Elle est plus chanceuse que Ndèye, 19 ans, dont la vie est une succession d’échecs. Elle n’a pas su résister aux mains tendues en subissant abus sur abus. Fragile et instable, elle peine à s’occuper de son bébé à plein temps. Elle vit chez sa grandmère, très âgée. «Quand tu n’as pas quelqu’un pour t’encadrer, c’est dur», a-telle dit parlant de sa peine face à un «père» démissionnaire. Safi ne peut plus continuer à compter sur lui malgré son parcours scolaire interrompu. Des regrets, elle en a accumulés en pagaille. Surtout l’épisode des crises chez sa fille qui tombe souvent malade. Elle a vu son adolescence contrariée. La prise en charge d’un bébé maladif, dit-elle, «c’est une grande souffrance»! Son calvaire ne s’est pas arrêté après l’accouchement. Il s’amplifie même. Mais elle essaie tout de même de supporter la charge. Pour la nourriture, la petite maman fait du porte à porte. «Je squatte aussi les marchés et portait les bagages pour certaines dames venues s’approvisionner. On me donne 100 ou 200 francs. Il arrive dès fois que je tombe sur une bonne dame qui m’offre 500 ou 1000 francs». C’est avec surtout ce «petit boulot» qu’elle arrive à prendre soin de son enfant à côté de sa grand-mère.
A quelques petites minutes de chez Ndèye, Sali est une jeune mère qui vit la même situation difficile, même si c’est pour une raison différente. Plus connu sous le nom de «Maman», il y a un peu plus de 5 ans, l’adolescente expérimentait une toute nouvelle vie. Une vie de maman quand elle portait une grossesse à l’âge de 17 ans. Elle a terminé celle-ci dans le domicile familial, mais presque isolée. «Pendant mes trois derniers mois de grossesse, mon père m’a tourné le dos, ma maman aussi m’abreuvait d’injures. Je ne faisais que pleurer. Mais Dieu merci, j’ai eu une fille», a-t-elle narré. Elle qui dit porter sa fille dans son cœur. «C’est ma raison de vivre, sinon....»? Sinon quoi? Une question à laquelle elle refuse de répondre. Tout ce qu’elle souhaite aujourd’hui, c’est que son père redevienne comme avant. Il dit qu’elle ne me compte plus comme membre de la famille. Il refuse en quelque sorte d’accepter cet accident, cette expérience pourtant très douloureuse». Elle souhaite donc le pardon de son père très en colère contre elle.
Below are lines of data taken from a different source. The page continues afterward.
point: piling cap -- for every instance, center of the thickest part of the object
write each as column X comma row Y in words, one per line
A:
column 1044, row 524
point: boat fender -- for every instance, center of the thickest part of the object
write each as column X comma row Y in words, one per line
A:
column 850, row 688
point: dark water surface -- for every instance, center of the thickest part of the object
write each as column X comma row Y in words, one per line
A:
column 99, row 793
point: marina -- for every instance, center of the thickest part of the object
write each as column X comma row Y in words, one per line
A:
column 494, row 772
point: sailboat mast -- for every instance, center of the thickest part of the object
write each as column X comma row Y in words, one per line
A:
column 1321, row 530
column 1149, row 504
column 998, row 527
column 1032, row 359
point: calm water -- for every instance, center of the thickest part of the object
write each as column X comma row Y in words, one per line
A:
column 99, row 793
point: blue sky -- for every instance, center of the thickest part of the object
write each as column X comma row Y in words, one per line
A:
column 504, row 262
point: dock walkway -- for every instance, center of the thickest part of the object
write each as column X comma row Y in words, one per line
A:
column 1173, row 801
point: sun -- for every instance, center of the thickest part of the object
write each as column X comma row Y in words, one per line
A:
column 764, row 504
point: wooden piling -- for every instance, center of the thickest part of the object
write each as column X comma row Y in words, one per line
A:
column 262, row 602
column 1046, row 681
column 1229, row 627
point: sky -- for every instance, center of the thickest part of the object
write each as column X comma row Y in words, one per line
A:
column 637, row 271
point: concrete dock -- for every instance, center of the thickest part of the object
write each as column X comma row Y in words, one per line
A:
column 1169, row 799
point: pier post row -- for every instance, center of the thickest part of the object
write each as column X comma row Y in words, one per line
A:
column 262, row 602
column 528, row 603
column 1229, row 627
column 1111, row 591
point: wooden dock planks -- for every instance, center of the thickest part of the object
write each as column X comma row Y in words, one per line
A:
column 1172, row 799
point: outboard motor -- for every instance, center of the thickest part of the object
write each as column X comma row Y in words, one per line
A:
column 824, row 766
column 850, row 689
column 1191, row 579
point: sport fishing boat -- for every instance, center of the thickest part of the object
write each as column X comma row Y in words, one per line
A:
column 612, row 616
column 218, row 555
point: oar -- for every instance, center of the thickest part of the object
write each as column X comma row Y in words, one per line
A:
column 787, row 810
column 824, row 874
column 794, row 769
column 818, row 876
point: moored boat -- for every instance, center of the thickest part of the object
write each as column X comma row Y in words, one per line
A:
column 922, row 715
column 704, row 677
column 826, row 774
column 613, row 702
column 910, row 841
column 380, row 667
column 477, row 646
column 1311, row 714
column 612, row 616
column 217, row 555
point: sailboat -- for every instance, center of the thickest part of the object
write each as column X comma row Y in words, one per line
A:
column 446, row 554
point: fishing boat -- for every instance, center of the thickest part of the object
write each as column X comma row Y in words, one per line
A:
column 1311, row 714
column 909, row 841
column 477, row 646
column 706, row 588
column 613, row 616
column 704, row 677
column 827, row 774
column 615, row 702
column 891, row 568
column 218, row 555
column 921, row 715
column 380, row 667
Un papa qui l’a rejetée dès l’annonce de la nouvelle. Tout parent souhaite le bonheur de ses enfants, sa réussite, son bien-être et son épanouissement. Une fille qui grandit, qui fonde un foyer et fait des enfants dans un couple, c’est aussi un autre souhait de tout parent. Si ce n’est pas le cas, cela fait mal, et provoque parfois le rejet de l’autre. Il arrive que les parents rejettent leurs filles enceintes. Des filles qu’on renie pour des «erreurs» de jeunesse.
Dans le cas de Mariama Faty, il n’y a pas eu de rejet, mais cela a fait naitre un sentiment d’échec. «Elle ne va plus à l’école. C’est un échec. Mais on a supporté. Cela n’a jamais été une situation rêvée. Les vœux des parents, c’est d’avoir une enfant qui va à l’école, qui réussit et qui a un bon avenir. Je ne suis pas cadre ni fonctionnaire. On avait fondé beaucoup d’espoirs sur elle. Malheureusement, je me suis retrouvée dans une situation que je n’ai jamais voulue. Je me disais que si elle a au moins le bac, un jour ou un autre, elle allait avoir une situation voulue. Mais en classe de troisième, la grossesse est survenue. Le bourreau, au début, il se présentait comme un père modèle. Il avait même promis le mariage.
Mais quelque temps après, ils’est évaporé. En tout cas, on n’a plus de ses nouvelles». Il serait en prison, selon la maman ado qui, avec ses parents,se chargent, de l’éducation de l’enfant. Un enfant de 5 ans qui demande souvent après son père qui, à sa naissance, se pointait à chaque occasion. En tout cas, cette vie, ses parents ne l’ont jamais rêvée. Cette déception! Mais mettre sa fille dans la rue avec son enfant n’a jamais été une bonne option pour lui. Un petit fils qu’il aime tant et qu’il entend assurer une inscription à l’école dès l’année prochaine. Il souligne que, «le jour où la famille de l’enfant prendra la décision de continuer sa scolarité et sa prise en charge, tant mieux. Sinon, on va se débrouiller jusqu’à la mesure du possible». Après 30 ans passés, Mégou ressent encore un sentiment de culpabilité. Elle avait contracté une grossesse alors qu’elle était encore adolescente. A 48 ans, elle s’en souvient avec des regrets comme si c’était aujourd’hui.
Sentiment de culpabilité, regrets
Alors qu’elle est devenue maman poule en charge de l’alimentation, du logement et de la scolarité de ses 5 enfants. Elle revient sur ces moments difficiles. L’enfant hors mariage est aujourd’hui cadre dans une société de la place. Il s’est même mis la corde au cou, il y a deux mois. «J’étais en relation avec un jeune homme comme moi quand j’étais jeune fille. On s’est retrouvé dans cette situation. Mais le problème c’était comment l’annoncer aux parents? C’était très difficile. J’ai finalement décidé de me taire et de les laisser constater. Maman, comme d’habitude, a été la première à porter des soupçons. Elle a essayé un tête-à-tête avec moi. Je lui ai dit et elle a affiché son mécontentement. C’est après qu’elle a informé mon papa que les choses ont tourné mal. Il m’a rejeté et m’ordonnant de quitter sa maison. C’est là où je suis allée me refugier auprès de ma grande sœur avec l’aval de son mari qui vivait en France». Comme si elle était en train de revivre la même situation, il y a 30 ans, elle parle à voix saccadée. Pour une grossesse accidentelle, tous ses rêves ont été mis en veilleuse. Sans sous, elle se retrouve dépendante des autres. Un sentiment de culpabilité l’anime depuis maintenant 30 ans.